Le CMG soutient les généralistes et la vaccination Covid-19

23.11.2022

L’une de nos consoeurs est accusée par une patiente “d’empoisonnement par un produit expérimental” suite à sa vaccination contre le Covid-19. Le CMG lui exprime son entier soutien dans cette épreuve.

Le Dr Schiepers fait l’objet d’une mise en cause par une patiente l’accusant “d’empoisonnement” suite à l’administration d’un vaccin anti-covid qu’elle décrit comme « expérimental ». Elle est citée à comparaître devant le Tribunal de Première Instance du Brabant Wallon et la patiente lui réclame des dommages et intérêts. Le Collège de la Médecine Générale francophone (CMG) tient à lui exprimer son entier soutien dans cette épreuve professionnelle visant à la discréditer dans son honnêteté intellectuelle, scientifique et humaniste.

Non, le vaccin n’est pas “expérimental”

L’une des réponses à la pandémie de Covid-19 est la vaccination la plus large possible de la population. Pour ce faire, les vaccins fournis ont été soumis à toutes les règles scientifiques de validation avant leur mise à disposition au corps médical. Ceci permet de réfuter l’accusation d’injection d’un produit « expérimental ».

Les médecins ont ainsi adhéré aux démarches mises en place par les pouvoirs publics dans leur gestion de la pandémie Covid-19 qui sévissait à ce moment-là. Eux-mêmes étaient conseillés par des avis scientifiques étayés et par les recommandations des autorités sanitaires belges et mondiales. Les médecins généralistes ont apporté leur juste et nécessaire contribution à cette démarche collective et le Collège a soutenu cette démarche en diffusant des recommandations et des messages, toujours accessibles sur son site Internet.

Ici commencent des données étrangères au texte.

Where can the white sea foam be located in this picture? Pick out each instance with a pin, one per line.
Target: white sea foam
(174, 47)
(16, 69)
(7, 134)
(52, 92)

Par ailleurs, chaque médecin assume ses propres responsabilités vis-à-vis des patients qui se confient à lui. Il décide de poser l’indication de vacciner chacun, selon les éléments de son dossier médical et en tenant compte des contre-indications afin d’éviter tout effet secondaire important prévisible. Le médecin ne peut être jugé fautif lors d’effets secondaires non-prévisibles. C’est le principe de responsabilité sans faute.

Le Collège affirme sa solidarité envers la Dr Schiepers dans cette problématique exceptionnelle aux accents individuels et collectifs, en ces temps où les soignants ont œuvré avec courage et détermination au bien personnel et public.